Como todos los grandes charlatanes, Trump ha prometido, sobre todo, la paz en el mundo. Y el mundo se pregunta cómo lo va a hacer, considerando sus comentarios habituales sobre Ucrania y sobre Oriente próximo, pongamos por caso. Sin embargo, nunca le interesó especialmente la política exterior, aunque Estados Unidos tenga esa maldición de la geopolítica, por su carácter de potencia, imperio o eximperio, y en este plan. Trump, adicto a la política directa (mensajitos, frases huecas), prefiere el contacto individual con los líderes mundiales que le interesan. Es que las instituciones (como la prensa) molestan mucho, parece pensar.
Fue conductor de un ‘talent show’ (valga la paradoja, o el oxímoron) en televisión, donde se decía al perdedor: «¡estás despedido!». Luego ha repetido la frasecita por ahí, con explícito regocijo. Atiendan al puto jefe, dicho sea sin ofender. Recortemos el estado, que sale caro: Elon podría tener una motosierra como Milei, pero él lo hará con más arte, seguramente gustándose en las redes, porque el poder es más orgásmico que el dinero.

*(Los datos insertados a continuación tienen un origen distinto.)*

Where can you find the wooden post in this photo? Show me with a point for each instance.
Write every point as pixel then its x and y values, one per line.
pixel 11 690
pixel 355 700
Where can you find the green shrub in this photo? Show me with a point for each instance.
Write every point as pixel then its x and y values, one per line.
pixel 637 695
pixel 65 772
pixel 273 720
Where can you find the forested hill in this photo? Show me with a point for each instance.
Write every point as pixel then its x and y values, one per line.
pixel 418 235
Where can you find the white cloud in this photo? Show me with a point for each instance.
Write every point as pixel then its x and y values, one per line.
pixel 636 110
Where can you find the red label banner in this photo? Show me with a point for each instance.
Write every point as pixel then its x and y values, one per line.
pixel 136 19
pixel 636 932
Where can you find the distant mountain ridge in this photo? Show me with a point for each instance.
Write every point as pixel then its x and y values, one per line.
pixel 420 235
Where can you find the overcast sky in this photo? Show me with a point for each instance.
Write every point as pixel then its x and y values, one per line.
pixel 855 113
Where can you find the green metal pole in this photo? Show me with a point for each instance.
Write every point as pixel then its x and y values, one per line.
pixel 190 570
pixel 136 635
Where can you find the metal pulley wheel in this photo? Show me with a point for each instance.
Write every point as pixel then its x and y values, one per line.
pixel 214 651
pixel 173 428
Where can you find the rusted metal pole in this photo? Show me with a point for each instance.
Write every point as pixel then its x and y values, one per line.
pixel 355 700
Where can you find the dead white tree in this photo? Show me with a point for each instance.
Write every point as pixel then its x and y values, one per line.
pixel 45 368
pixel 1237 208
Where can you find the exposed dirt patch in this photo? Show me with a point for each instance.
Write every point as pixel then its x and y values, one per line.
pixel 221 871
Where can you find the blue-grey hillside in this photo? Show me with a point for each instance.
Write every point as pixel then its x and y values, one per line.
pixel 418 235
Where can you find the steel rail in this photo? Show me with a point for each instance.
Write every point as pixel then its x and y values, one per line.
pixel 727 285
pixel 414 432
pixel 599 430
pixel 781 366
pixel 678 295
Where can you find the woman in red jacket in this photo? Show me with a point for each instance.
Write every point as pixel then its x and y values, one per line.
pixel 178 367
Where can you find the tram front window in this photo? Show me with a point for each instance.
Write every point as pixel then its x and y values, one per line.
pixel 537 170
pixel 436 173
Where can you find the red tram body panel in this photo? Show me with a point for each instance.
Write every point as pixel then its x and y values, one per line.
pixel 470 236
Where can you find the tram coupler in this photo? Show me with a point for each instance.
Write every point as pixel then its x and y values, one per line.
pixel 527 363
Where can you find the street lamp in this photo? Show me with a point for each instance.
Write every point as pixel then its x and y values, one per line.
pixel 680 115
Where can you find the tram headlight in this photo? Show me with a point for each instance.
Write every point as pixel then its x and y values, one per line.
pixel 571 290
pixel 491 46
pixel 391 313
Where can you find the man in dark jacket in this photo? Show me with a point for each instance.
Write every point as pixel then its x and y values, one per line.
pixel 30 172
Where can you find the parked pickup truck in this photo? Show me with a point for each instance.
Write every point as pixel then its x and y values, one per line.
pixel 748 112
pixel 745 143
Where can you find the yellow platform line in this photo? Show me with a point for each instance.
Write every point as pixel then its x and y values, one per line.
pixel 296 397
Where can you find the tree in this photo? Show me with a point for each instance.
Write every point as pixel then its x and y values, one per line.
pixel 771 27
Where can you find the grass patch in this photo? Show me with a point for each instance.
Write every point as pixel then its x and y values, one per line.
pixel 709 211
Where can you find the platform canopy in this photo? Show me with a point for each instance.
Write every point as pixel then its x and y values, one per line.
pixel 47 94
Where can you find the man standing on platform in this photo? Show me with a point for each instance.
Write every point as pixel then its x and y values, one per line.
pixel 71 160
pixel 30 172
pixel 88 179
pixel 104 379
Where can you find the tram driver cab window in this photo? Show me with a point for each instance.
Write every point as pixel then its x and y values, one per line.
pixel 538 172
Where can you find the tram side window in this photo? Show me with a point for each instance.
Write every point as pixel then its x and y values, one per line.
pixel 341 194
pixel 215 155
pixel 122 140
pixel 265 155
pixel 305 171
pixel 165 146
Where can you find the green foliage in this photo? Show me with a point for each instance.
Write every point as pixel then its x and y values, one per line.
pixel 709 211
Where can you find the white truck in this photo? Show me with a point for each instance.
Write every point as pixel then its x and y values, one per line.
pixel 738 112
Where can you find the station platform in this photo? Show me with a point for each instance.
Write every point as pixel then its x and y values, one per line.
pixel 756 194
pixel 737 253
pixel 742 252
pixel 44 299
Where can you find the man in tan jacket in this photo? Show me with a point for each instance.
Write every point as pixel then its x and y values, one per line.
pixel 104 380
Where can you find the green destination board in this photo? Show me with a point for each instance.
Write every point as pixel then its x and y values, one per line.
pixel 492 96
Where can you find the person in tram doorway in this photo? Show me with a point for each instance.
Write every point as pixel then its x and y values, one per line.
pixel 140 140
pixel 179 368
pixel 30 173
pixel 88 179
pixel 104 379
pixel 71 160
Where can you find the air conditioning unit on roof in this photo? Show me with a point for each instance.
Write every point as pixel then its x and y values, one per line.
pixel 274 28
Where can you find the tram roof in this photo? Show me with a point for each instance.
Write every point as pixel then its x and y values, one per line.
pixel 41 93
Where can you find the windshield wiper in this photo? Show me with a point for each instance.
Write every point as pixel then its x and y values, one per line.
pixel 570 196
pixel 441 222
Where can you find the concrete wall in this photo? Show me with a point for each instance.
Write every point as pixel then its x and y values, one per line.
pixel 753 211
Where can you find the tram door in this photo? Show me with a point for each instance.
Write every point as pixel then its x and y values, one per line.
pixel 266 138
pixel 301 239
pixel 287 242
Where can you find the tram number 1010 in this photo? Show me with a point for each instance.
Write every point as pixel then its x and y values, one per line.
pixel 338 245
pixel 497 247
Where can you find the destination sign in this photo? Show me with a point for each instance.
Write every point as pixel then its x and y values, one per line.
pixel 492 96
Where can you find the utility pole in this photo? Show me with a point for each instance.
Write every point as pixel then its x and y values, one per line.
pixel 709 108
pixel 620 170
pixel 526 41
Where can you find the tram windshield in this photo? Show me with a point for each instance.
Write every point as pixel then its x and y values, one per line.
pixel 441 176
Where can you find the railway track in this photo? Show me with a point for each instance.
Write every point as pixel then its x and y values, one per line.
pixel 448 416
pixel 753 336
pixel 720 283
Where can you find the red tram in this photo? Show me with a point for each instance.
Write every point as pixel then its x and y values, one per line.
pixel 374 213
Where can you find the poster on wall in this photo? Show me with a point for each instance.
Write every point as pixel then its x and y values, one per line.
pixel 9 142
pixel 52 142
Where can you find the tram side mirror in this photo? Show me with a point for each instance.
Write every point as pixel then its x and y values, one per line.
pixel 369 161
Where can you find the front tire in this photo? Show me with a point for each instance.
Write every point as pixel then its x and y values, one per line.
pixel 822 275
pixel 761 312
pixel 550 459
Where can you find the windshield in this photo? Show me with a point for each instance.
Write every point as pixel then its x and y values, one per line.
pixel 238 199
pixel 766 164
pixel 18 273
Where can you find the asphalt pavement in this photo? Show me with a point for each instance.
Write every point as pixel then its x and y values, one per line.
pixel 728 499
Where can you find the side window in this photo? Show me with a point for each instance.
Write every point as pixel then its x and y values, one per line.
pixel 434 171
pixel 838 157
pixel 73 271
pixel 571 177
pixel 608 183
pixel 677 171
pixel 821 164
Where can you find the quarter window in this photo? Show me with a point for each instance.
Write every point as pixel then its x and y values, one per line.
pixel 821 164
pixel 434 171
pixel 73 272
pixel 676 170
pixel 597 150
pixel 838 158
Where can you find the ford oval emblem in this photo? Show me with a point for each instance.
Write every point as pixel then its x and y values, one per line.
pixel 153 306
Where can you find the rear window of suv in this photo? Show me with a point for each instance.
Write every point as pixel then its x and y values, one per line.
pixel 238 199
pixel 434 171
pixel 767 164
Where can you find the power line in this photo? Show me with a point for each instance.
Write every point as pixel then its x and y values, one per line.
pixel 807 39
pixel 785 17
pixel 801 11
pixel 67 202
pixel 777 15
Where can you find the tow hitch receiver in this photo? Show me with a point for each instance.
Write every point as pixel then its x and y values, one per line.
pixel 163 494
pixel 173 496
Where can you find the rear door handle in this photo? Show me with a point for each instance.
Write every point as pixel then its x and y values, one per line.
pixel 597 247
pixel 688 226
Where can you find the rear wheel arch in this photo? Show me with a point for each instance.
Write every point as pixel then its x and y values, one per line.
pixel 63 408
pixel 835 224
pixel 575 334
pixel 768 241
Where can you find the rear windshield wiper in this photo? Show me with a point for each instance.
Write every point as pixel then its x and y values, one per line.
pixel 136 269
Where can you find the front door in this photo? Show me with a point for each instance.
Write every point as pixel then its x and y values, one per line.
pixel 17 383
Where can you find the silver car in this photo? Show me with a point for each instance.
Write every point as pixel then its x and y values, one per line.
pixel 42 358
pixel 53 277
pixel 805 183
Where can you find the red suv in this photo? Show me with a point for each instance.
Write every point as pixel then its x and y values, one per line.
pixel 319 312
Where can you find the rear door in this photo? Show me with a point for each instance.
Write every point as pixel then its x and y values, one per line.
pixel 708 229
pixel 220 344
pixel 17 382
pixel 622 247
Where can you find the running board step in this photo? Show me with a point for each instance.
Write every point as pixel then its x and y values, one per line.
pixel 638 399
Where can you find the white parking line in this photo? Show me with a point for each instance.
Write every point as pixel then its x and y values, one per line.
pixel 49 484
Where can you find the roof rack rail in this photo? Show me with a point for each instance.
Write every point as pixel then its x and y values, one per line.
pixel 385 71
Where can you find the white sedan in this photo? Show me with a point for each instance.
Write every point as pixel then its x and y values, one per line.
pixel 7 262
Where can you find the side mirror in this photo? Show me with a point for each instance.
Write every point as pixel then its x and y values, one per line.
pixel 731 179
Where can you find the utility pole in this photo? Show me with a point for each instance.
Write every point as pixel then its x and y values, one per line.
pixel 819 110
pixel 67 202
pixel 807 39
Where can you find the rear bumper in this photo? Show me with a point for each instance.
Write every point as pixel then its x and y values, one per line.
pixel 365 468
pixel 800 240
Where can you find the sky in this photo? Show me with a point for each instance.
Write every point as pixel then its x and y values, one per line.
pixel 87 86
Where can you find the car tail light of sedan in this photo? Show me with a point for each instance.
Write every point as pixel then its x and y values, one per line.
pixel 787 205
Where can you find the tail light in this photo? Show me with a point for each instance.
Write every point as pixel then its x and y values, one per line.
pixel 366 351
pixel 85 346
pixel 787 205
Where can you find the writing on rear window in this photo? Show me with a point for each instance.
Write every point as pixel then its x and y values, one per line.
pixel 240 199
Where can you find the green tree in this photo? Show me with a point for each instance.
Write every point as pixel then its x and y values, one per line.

Qué se puede esperar de alguien que gana unas elecciones asegurando que llevará a cabo «la mayor deportación de la historia». Y que se puede esperar de que millones de hijos y nietos de inmigrantes le voten con loco entusiasmo, como quien sigue a un mesías de media tarde. ¿Es el final de Estados Unidos tal y como lo conocimos? ¿Ha muerto el partido republicano a manos del rey de las altas torres? ¿Pudiera ser que han entregado el poder al magnate para que pueda cocinar la egolatría en su propio jugo, para que devoremos ese estofado político, para que aprendamos lo que supone jugar con fuego? Está el triste diluvio de Valencia, y este otro, el diluvio de Trump. Ojalá haya un arca que nos ampare, ahora que vamos a surcar un mar inmenso de aguas turbulentas.